Sawyer had taken advantage of people in that time, but then he’d given them his protection, too. Not an insignificant thing in a world without a civilized society.
Just until he grew tired of them, then he’d turn them over to his boys when the next one came along. Then they stopped coming, and he had to find new sources for his depredations.

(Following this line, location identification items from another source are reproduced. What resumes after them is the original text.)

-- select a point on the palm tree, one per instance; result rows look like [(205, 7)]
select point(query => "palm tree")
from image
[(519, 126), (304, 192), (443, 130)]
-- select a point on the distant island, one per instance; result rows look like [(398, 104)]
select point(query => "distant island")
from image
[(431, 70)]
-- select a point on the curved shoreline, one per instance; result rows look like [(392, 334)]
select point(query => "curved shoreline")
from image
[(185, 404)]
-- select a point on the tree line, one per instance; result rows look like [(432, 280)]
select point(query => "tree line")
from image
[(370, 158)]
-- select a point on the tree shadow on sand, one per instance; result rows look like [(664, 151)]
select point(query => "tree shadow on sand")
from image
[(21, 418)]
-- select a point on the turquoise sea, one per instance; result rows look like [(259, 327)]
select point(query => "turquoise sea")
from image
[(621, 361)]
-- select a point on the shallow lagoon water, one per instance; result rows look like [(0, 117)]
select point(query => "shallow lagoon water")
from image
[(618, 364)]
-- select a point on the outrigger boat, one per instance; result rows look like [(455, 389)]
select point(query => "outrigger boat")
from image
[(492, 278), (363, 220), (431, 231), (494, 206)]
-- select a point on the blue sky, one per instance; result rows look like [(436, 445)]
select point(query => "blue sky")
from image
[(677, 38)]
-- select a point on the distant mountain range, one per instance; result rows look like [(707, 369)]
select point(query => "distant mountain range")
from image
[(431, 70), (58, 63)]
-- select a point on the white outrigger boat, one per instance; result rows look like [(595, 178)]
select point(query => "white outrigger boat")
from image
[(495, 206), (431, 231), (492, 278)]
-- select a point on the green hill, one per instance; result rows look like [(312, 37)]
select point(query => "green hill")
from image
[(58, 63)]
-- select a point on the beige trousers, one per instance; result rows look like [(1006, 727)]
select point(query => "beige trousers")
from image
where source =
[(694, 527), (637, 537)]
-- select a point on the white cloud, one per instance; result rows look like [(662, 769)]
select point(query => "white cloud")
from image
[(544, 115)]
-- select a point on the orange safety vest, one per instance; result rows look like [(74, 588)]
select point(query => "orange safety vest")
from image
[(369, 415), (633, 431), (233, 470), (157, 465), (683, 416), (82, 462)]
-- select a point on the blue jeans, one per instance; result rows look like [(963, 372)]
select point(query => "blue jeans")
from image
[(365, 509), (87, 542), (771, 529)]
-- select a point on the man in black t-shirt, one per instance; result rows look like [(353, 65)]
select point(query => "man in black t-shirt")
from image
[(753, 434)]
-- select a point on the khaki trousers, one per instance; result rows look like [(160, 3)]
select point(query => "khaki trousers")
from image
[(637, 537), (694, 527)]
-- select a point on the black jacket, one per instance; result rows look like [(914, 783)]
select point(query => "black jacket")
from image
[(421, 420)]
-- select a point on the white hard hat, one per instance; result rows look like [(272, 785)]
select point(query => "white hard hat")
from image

It had been a long time since they’d found a new woman. That made Sawyer perpetually angry. His head felt better, but that only led him down fury road, where the only thing that mattered was revenge and taking it out on the world around him. Sharing his pain was the only way he had of dealing with it.
And he was okay with that.
“When can we go, you fucking morons?” Sawyer yelled at the men in the stables brushing the horses. Jagoff appeared, wearing a big, forced smile.
“Any day now, boss. Any day! We’ve got some hooves that we’re dealing with but as soon as we find something we can use for shoes, we’ll be ready and get going. Give me three days?” Jagoff asked.
“You have two, fuckstick,” Sawyer answered. That was all Jagoff wanted. He knew how the game was played and set it up perfectly for his boss.
“The morning of the third day from now, we’ll ride out. What do you need from me, boss?” the man asked.
“Everyone goes. Get them all ready. No one remains behind. Tell them to lube up their walking shoes.”
* * *
Dawn found the FDG on the road where they had engaged Sawyer Brown’s mob a week prior. It was the most convenient starting point between the barracks and Margie Rose’s home. They each rode easily. Six of them, all armed, saddlebags filled with food and ammunition.
Mrs. Grimes and Margie Rose had gone overboard preparing meals for their warriors. Terry almost felt guilty, but the food was so good that he couldn’t turn it down. He felt like he was taking the team out on a picnic. From the looks on their faces, it was hard to believe that wasn’t the case.